More 110 rangers train in wildlife management


Another 110 rangers from all the conservation areas underwent a one month training in basic wildlife management at the Uganda Wildlife Training Institute (UWTI)in Katwe, graduating on 21st February,2015.This brings the number of those trained since last year to 540 after 430 trained last year .

Speaking at the pass out ceremony on Saturday, the chief guest and commissioner for wildlife in the Ministry of Tourism, Wildlife and Antiquities, Mr. James Lutalo observed that the trainees had demonstrated a lot of interest in real issues affecting conservation including the negative impact of the alien invasive species, benefit sharing with the communities, and more need for research. He also challenged the staff whose skills had been enhanced, to scale up the fight against poaching and illegal trade in wildlife by avoiding to be part of it.

The chairman supervisory committee for UWTI, Dr. Chris Bakuneeta, urged the UWA staff to combine conservation with culture in disseminating conservation education messages. He also urged the management of UWA to effectively implement the new Revenue sharing guidelines to ensure that the targeted groups benefit not the accounting officers who handle the money. He remarked that middle level staff and not only rangers should go for training in basic wildlife management in order to further appreciate the sector.

Mr. Nelson Guma who represented the UWA Executive Director said the organization had a deliberate strategy and program to continuously build the capacity of her staff to improve their performance in contributing to the UWA vision.

Mr. Guma said the issue of healthy ecosystems was critical for the organization. ”We need to manage the ecosystem better based on research in order to support wildlife,” he stressed.
The Conservation Area Manager also emphasized the need to mitigate the escalating human-wildlife conflict caused by stray animals which raid community crops causing food insecurity and resultant poverty, and at times human injury and death.

On tourism and financial sustainability, Mr.

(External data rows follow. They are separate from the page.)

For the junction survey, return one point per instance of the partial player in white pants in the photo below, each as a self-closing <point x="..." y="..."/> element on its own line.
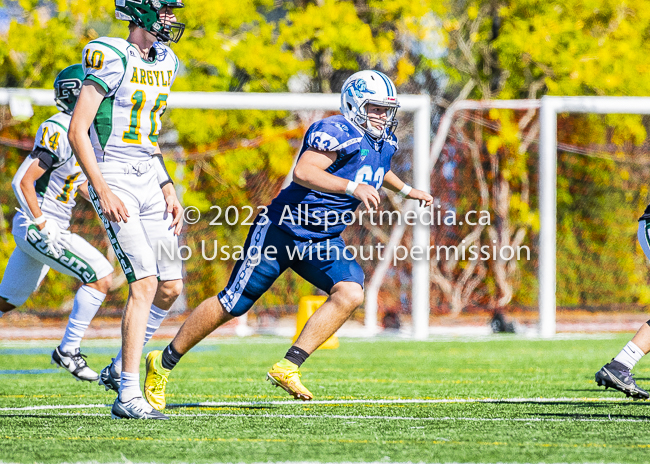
<point x="114" y="133"/>
<point x="616" y="374"/>
<point x="45" y="186"/>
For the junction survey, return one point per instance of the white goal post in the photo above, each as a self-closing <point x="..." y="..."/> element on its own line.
<point x="419" y="105"/>
<point x="425" y="156"/>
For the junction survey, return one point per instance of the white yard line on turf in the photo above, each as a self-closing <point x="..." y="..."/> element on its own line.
<point x="363" y="418"/>
<point x="362" y="462"/>
<point x="341" y="402"/>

Guma said elephants are the most sought after animals by tourists and the rampant trade in ivory has to be stopped if we are to continue receiving good visitor numbers.

He also promised that the organization has plans to take staff for advanced training at the African Wildlife College and other tertiary institutions.
All the trainees passed with the best four named as Melvin Kaheeru(BMCA),Michael Kyotaite(KVCA),James Nyakaana (BMCA) and Simon Muhindo from KVCA.